In the case of content strategy, skipping strategic steps up front will always dilute the end result. If you are presented with a supervisor who wants to “ala carte” your content strategy project, here is your defense:
Frequent excuse for skipping: ”We already have marketing goals established. We don’t need another set of goals?”
Why it can’t be skipped: Marketing goals often cover umbrella ideas for all initiatives. But as a result, they do not offer tactical aspirations when it comes to something as complex as content. That being said, content goals should always take the lead from marketing goals, and translate them to relevant applications. “If we want to accomplish x, then our content online must do y.” Content goals also have great longevity: you can hand them to any good content writer down the road, and they’ll have their marching orders.

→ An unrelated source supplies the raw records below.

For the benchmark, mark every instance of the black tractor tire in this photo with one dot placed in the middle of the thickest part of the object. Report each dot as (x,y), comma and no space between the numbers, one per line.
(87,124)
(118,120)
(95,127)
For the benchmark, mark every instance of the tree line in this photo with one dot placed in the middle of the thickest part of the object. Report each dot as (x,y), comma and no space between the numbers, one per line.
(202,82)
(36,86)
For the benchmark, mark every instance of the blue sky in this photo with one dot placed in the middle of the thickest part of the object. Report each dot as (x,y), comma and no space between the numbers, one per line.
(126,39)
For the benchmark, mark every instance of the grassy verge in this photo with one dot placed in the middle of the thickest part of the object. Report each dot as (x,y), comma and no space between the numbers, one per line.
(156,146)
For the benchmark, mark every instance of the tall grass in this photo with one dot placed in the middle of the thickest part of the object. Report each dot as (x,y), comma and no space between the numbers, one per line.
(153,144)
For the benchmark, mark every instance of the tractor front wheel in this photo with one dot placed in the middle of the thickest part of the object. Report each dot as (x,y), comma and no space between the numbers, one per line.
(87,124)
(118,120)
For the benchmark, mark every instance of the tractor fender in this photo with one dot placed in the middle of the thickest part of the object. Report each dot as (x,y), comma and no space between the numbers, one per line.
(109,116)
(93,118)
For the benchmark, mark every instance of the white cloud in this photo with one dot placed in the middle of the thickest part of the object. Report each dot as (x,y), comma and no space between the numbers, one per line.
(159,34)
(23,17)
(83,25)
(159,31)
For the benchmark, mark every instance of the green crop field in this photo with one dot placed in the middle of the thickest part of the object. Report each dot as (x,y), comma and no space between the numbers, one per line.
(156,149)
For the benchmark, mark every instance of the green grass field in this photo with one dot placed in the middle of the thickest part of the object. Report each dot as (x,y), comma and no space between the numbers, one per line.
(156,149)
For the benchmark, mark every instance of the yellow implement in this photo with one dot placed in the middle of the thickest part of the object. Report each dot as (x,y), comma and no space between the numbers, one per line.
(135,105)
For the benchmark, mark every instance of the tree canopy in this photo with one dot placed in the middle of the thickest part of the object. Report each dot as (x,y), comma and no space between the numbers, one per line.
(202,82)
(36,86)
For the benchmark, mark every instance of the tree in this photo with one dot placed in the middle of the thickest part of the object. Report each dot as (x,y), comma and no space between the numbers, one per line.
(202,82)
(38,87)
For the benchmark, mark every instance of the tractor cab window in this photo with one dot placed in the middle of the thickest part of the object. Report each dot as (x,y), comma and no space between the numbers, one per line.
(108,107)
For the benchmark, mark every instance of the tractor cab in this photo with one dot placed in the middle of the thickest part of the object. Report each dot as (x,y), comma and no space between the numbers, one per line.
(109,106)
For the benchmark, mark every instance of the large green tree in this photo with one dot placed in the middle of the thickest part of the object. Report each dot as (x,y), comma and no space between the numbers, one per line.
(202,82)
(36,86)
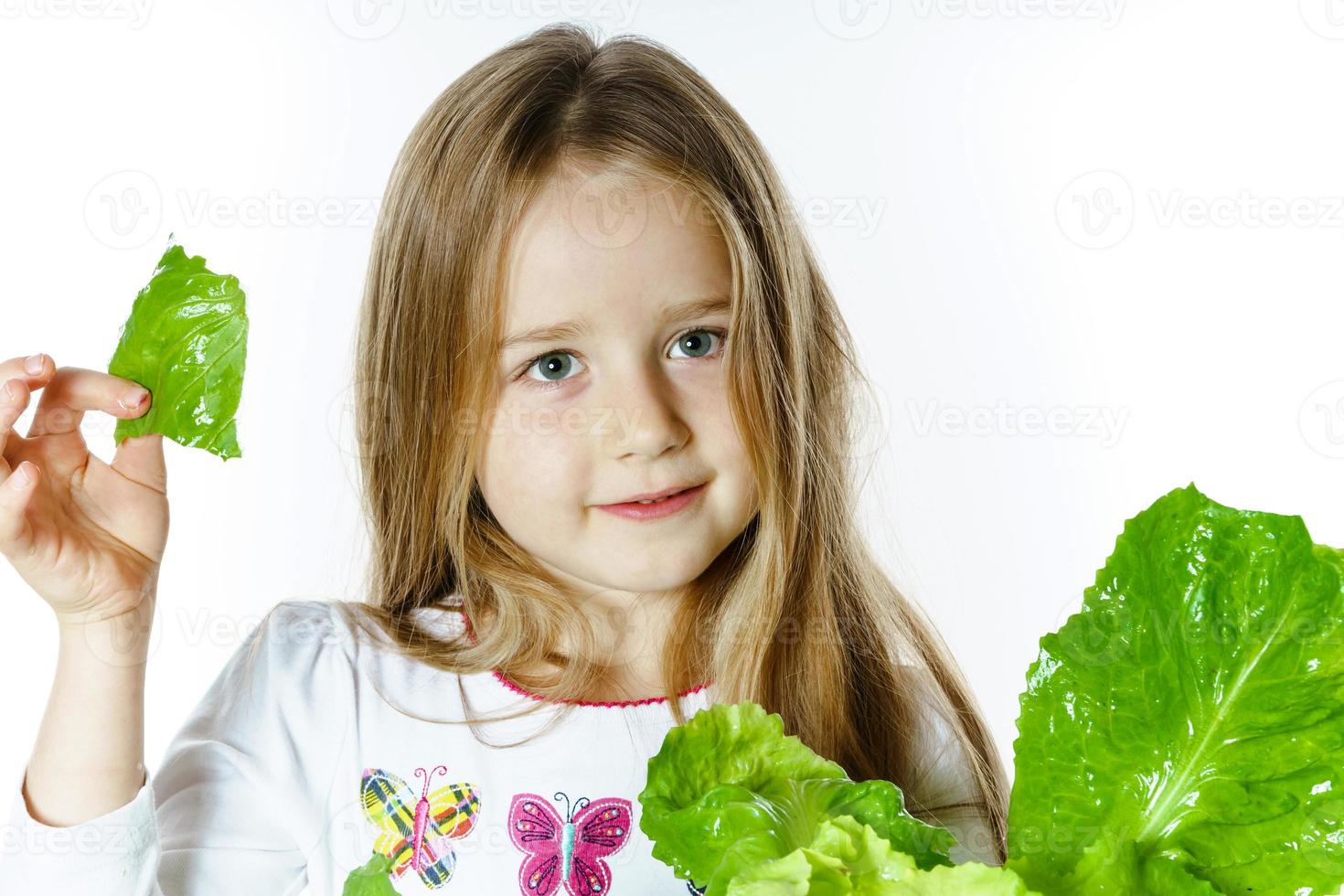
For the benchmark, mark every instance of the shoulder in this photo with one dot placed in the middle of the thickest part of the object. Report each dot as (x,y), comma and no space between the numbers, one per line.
(293,644)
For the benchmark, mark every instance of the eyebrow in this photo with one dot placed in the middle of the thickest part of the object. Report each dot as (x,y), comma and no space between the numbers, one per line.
(571,329)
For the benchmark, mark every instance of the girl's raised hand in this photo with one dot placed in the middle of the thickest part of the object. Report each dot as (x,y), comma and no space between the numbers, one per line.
(86,536)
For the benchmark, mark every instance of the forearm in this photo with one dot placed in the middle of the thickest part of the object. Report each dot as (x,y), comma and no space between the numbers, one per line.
(89,752)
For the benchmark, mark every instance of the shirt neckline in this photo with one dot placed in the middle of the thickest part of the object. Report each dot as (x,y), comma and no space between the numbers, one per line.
(613,704)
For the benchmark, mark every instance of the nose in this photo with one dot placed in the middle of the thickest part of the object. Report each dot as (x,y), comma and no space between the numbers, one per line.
(645,418)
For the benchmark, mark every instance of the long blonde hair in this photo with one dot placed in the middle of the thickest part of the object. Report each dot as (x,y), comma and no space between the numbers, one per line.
(795,614)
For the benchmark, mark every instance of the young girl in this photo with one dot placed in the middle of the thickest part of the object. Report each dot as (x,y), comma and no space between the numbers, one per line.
(586,292)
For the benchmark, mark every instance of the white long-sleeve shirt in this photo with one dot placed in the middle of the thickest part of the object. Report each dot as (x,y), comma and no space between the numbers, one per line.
(302,772)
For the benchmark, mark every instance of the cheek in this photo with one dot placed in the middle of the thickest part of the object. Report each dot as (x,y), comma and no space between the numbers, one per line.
(529,466)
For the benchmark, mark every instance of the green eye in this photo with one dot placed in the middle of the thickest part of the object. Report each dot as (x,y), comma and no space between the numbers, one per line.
(695,341)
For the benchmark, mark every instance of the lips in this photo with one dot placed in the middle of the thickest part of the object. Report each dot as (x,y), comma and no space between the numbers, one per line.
(655,496)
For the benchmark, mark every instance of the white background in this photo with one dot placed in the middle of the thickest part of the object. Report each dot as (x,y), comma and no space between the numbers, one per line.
(1006,195)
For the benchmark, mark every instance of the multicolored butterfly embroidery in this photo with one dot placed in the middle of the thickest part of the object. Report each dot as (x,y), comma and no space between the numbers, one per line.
(569,849)
(417,833)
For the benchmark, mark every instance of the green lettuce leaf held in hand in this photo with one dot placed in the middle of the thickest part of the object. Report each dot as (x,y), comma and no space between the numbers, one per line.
(847,858)
(186,341)
(729,792)
(1184,731)
(371,879)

Frequent excuse for skipping: ”It takes too much time. Can’t we just audit 20 pages and be done with it?”
Why it can’t be skipped: How many websites a day do you visit? And of those, what percent do you bounce from due to a bad user experience, or content that just doesn’t make sense? Exactly. Odds are, your site is turning someone off right now because a link is broken, a navigational path is too convoluted, a typo makes you look sloppy, or a page they thought was about A is actually about B. The point is, none of us have patience when we’re online. The only way to wrap your head around what’s wrong with your content (and how your site supports it) is to allow someone to get in the weeds and start pulling.
Frequent excuse for skipping: ”Now that we know what’s wrong, why don’t we just fix it?”

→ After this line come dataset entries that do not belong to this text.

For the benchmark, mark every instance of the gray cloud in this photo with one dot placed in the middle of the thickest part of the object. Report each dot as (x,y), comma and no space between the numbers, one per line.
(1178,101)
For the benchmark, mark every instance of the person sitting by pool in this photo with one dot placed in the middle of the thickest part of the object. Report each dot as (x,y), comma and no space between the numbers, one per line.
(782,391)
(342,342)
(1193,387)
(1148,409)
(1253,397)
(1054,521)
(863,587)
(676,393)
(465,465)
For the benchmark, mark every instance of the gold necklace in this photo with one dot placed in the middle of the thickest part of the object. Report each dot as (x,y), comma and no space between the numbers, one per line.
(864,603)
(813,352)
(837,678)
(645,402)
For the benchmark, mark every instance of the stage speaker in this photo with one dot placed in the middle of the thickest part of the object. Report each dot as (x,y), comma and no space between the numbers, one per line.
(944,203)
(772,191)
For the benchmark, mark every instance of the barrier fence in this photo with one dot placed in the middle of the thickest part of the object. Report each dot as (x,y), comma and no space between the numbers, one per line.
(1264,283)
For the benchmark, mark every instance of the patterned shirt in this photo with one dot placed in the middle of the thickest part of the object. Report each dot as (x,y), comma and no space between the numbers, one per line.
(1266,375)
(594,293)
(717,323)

Why it can’t be skipped: Completing an audit and identifying fixes is just the beginning. And if small fixes are identified — typos, broken links, empty fields — go ahead and get going on them. But an audit isn’t like editing a mid-term paper. The biggest reason for this exercise is to identify overlapping trends across the site that are preventing you from accomplishing your content goals. Often, this goes beyond just the words on a page, and trickles over to design, development and even workflow. Documenting the tactics that will need to be employed — as well as who they involve and in what order they need to be implemented — not only gets everyone on the same page, but its creates an easy-to-follow way forward for everyone.

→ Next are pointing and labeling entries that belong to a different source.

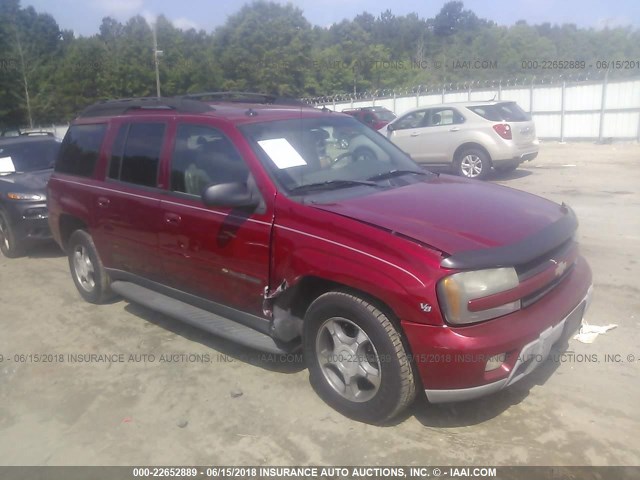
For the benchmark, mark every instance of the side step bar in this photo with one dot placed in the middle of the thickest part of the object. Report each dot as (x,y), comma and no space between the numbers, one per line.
(220,326)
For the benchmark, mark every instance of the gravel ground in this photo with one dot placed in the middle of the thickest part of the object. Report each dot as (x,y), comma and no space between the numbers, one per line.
(174,395)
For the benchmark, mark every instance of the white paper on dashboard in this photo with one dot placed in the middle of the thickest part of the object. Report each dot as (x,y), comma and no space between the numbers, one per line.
(6,165)
(282,153)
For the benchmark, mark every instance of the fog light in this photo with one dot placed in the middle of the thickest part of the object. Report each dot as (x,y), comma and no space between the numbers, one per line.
(495,362)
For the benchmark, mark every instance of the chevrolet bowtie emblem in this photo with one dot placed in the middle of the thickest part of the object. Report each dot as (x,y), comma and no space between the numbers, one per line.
(562,266)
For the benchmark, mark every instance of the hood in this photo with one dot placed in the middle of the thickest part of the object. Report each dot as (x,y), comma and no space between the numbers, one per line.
(26,182)
(453,214)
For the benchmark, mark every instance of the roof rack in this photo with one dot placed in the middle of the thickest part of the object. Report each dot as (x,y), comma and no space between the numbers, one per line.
(245,97)
(121,106)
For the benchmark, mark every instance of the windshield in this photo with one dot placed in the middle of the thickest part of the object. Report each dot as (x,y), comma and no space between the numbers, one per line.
(28,156)
(308,154)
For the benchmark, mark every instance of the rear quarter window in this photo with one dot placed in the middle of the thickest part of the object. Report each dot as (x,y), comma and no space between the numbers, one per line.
(80,149)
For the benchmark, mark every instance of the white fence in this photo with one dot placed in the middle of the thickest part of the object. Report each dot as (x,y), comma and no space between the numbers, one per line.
(564,110)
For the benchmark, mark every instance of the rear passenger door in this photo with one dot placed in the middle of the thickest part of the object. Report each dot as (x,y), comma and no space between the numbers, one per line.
(128,213)
(219,254)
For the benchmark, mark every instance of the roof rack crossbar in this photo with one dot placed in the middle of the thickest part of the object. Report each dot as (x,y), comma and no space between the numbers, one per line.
(122,106)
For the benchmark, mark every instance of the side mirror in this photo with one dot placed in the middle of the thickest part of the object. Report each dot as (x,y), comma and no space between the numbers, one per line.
(233,195)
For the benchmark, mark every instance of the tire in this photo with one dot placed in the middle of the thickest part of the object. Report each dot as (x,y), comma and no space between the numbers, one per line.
(356,358)
(473,163)
(87,271)
(8,242)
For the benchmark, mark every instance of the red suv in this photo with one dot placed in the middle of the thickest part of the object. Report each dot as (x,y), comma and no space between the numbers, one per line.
(249,222)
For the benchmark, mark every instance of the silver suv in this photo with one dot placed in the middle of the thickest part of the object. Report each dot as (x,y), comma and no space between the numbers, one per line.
(470,137)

Frequent excuse for skipping: ”Kale is bitter. I would rather eat dandelions laced with Roundup.”
Why it can’t be skipped: Kale you can skip. I hate kale, too. I’d even ask a Top Chef to substitute it.
The three steps outlined above are just the three most common ones to be jettisoned from my experience, and certainly, every project is different. But content strategy is founded on (a) establishing objectives, (b) evaluating how you are currently meeting (or failing) those objectives, and (c) establishing a corrective course of action. It’s not a three-course meal. It’s a process. Don’t skip any of these steps.